1H-NMR (CDCl3) δ of 8.09 (1H, s), 7,97-7,94 (211, d, J=8,4 Hz), 7,40-7,31 (4H, m), 7,16-7,13 (2H, d, J=8,4 Hz), 7,07 (1H, s), 6,36 (1H, W), to 3.52 (2H, W), 2,98 (2H, W), of 2.93 (3H, s), 2,78-2,69 (2H, d, J=7,6 Hz), 2,42 (3H, s), 1,34 of 1.28 (3H, t, J=7,6 Hz).

Example 380

6-Chloro-2-ethyl-1-(4-{2-[methyl({[(4-were)sulfonyl]amino}carbonyl)amino]ethyl}phenyl)-1H-benzimidazole-5-carboxamide sodium salt

The connection specified in the header received in accordance with the method described in example 2 from 6-chloro-2-ethyl-1-(4-{2-[methyl({[(4-were)sulfonyl]amino}carbonyl)amino]ethyl}phenyl)-1H-benzimidazole-5-carboxamide (example 379).

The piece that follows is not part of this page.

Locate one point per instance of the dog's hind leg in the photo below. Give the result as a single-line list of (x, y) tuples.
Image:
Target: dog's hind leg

MS (ESI)m/z: 554(M+H+), 552 ([M-H]-).

EP4 Antagonists: azole compounds of formula II

Preferred examples of the azole compounds (II) are the following compounds:

R1represents lower alkyl, substituted carboxy; carboxy; protected carboxy; carbarnoyl; heterocyclic group; lower alkoxy substituted by carbamoyl; aryl, substituted carboxy, carbamoyl or heterocyclic group; or amino, optionally substituted lower alkyls what fonila (more preferably, lower alkyl, substituted carboxy; carboxy; carbarnoyl; tetrazolyl; lower alkoxy substituted by carbamoyl; aryl, substituted carboxy or carbamoyl),

R2 represents hydrogen or lower alkyl,

Q represents[where-A1- represents a single bond or lower alkylene (more preferably methylene),

represents a cyclo(C5-C9)alkene, cyclo(C3-C9)alkane or bicyclo(C6-C9)alkene, bicyclo(C5-C9)alkane (more preferably, cyclo(C5-C7)alkene, cyclo(C5-C7)alkane, bicyclo[2.2.1]heptan or bicyclo[2.2.1]heptane), and-A3- represents a single bond or lower alkylene (more preferably, a single bond)], and X represents O.

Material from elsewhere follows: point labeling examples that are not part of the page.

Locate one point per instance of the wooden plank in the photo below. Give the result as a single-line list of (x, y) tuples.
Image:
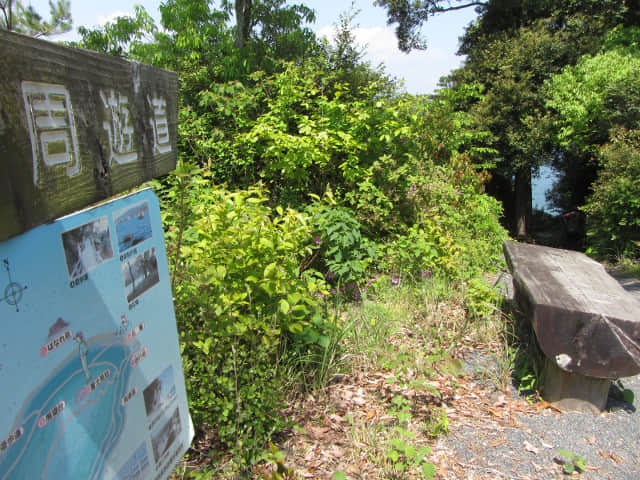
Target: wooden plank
[(77, 127), (584, 320)]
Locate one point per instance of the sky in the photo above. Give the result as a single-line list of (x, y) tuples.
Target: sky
[(420, 70)]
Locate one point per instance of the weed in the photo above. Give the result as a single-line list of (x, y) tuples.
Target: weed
[(571, 462)]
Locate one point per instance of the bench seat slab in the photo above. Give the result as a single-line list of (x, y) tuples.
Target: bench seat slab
[(585, 322)]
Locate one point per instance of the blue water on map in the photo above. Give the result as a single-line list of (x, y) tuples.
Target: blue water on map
[(78, 441), (133, 231)]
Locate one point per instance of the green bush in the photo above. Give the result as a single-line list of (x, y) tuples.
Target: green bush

The assays of the present invention

On the basis of several facts suggested that the interaction of cytokines and prostaglandins is important for the development of diseases associated with atherosclerosis. However, the specific mechanisms of formation of atherosclerotic plaques and relation between the formation of plaques and prostaglandins and cytokines are not described. To date, the relationship between the production of cytokines and PGE2investigated using selected cells or cell lines, that is, macro is AGI, monocytes and T-cellsin vitro(Zeng, L. I. et al., J. Pharmacol. Exp. Ther., 1998, 286, 1420-1426; Blaine, T. A. et al., 1997, J. Bone Joint Surg., 79-A, 1519-1528). For example, the production of IL-6 T-cell leukemia human HSB.2 cultivated lines were grown in the presence of PGE2. Cells HSB.2 simultaneously Express EP2, EP3 and EP4 subtypes of PGE2 receptors. In these cells misoprostol, a selective agonist of the receptor EP4/EP2/EP3, but not selective agonist receptor EP3 M&B28767, caused increased production of IL-6 (Zeng, et al., 1998). Increased production of IL-6 under the influence of PGE2 was repeated in the presence of dibutyryl-camp and inhibited by an inhibitor of protein kinase A, which suggests that the EP4 receptors and/or EP2 cause PGE2-induced increase in the production of IL-6 T-cells HSB.2 through a camp dependent mechanism. Conversely, agonists EP4 and EP2 inhibit the production of IL-6 caused by IL-1, synovial fluid lymphocytes in rats with arthritis (Kurihara, Y. et al., Clin. Exp. Immunol. Vol. 123, 323-330, 2001).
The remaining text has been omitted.